En esa ciudá de mujeres y de hombres -siguió el hampón, apurando el aguardiente a sorbos- había un hombre muy bueno, más bueno que el filón de la plata. ¡Ya ves tú si sería bueno! Aquel hombre se tropezó en la calle con una mujer, una jornalera como él; se enamoraron y se fueron a vivir juntos a una casa honrá, de esas donde, como antes decías tú, se vive tan ricamente y tan en paz.

-¡Jorge!

-Aguarda. Mi amigo, porque era mi amigo el de la historia, ganaba un jornal de primera; de suerte que no quiso que trabajara su mujer. La dejaba sola en casita, cuidando de su hijo, porque tuvieron un hijo como un sol, aviando los trastos, arreglando la cena, lo de la casa, vaya; pero ningún trabajo más. El hombre, sí, el hombre trabajaba como un negro, a destajo, y era duro el trajín en aquella fragua; sólo que al herrero se lo daba esto poco. Él sólo quería una cosa: ganar mucho pa que su hijo y la madre de su hijo vivieran talmente que unos príncipes. Lléname, tú, la copa; el aguardiente me pone muy temblón el pulso y sería lástima derramar una cosa tan buena.

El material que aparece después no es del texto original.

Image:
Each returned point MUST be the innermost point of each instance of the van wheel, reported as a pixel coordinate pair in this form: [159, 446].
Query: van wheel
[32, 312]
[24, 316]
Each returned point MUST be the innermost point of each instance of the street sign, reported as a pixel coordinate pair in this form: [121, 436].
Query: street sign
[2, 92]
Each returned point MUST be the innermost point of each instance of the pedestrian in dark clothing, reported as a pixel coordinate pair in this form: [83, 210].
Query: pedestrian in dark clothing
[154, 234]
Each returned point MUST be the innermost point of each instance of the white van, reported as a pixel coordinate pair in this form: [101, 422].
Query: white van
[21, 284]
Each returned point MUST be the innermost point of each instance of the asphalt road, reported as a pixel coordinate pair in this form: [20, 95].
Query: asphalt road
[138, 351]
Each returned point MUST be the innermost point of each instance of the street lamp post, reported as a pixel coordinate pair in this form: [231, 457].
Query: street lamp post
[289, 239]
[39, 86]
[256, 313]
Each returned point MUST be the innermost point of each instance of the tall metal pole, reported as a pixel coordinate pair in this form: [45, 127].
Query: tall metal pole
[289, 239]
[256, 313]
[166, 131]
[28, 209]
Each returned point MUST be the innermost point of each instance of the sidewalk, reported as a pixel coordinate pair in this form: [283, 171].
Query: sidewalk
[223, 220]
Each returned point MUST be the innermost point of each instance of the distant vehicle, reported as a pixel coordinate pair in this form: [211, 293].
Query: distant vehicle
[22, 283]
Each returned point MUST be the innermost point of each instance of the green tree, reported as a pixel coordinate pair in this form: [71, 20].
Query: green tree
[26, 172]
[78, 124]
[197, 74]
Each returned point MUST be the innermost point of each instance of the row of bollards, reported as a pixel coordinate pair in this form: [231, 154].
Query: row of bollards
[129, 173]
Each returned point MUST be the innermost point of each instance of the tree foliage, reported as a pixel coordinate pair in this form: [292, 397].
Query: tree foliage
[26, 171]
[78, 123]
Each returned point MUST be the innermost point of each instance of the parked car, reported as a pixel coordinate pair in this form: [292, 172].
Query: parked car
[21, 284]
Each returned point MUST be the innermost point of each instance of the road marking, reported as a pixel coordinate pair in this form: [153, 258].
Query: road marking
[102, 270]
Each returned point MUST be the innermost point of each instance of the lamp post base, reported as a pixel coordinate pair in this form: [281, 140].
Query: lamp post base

-Pues sí, el herrero trabajaba sin asustarse de fatigas, y el jornal entero iba a los suyos; ni jugaba un céntimo, ni bebía una copa, ni era capaz de poner ojos en otra mujer que la suya. Una tarde...

-¿Qué? -preguntó la Cañas.

-Una tarde -balbuceó roncamente el minero, cerrando los párpados y hundiendo en su cabellera las uñas-, una tarde, porque ello fue preciso o porque así estaba en la suerte, ¡vaya usted a averiguar!, dejó el herrero su taller y llegó a su casa, de la que tenía una llave; la había forjado él mesmamente pa que su mujer no se tomara la molestia de abrirle. Lo vio desde el pasillo. El muñeco estaba encima del sofá, tirao como un guiñapo; dentro, en la alcoba, acariciándose, su mujer y otro hombre, ¡otro!... Claro que fue de segundos la cosa: dos gritos, dos cuerpos medio desnudos rodando muertos por la estera, y el mataor en pie, mirando con los ojos fijos, muy fijos, la hoja del cuchillo, que goteaba sangre. El mamón dormía, sonriendo a un rayito de sol que jugueteaba en su boca.

-¡Pobre Jorge!

-Pobre amigo de Jorge, querrás decir, Cañas. Fue a presidio el hombre. No estaba casao, ¿sabes?, por eso fue a presidio. Por muchos años fue.

-¿Y el niño?

-Pues murió. Muerta la madre, el padre preso... ¡En los hospicios mueren a puñaos los muchachos!

El hampón ocultó su cara entre los puños. Bajo su cara descansaba la copa. Poco a poco fue tomando matices de ópalo el aguardiente.

-Jorge, levanta esa cabeza; anda vamos; vámonos juntos.

-¡Juntos! Pero, ¿estás llorando, Cañitas? ¡Pobre amigo! ¿Verdad? De su historia aprendí a no tomar sino como las tomo a las mujeres de este mundo.

-Algunas hay buenas.

-¡Tú, quizá!... Anda, anda, llena otra copa, niña.

-No.

-Sí, mujer, sí.

-No; más bebida, no. Vamos.

-¿Dónde?

-A mi casa.

-¿A tu casa?... Esta noche, no. Cuando cuento la historia tengo el vino malo. Pué que te diera un disgusto gordo. ¡Solo! ¡Solo! -añadió, apartando a la camarera-. ¡Solo! Esta noche solo a la galería, donde no estorba nadie.

En la galería entró, tambaleándose, sin encender luz, ensudariado por las tinieblas que cayeron en anchos pliegues húmedos sobre la estera, donde sollozaba el hampón.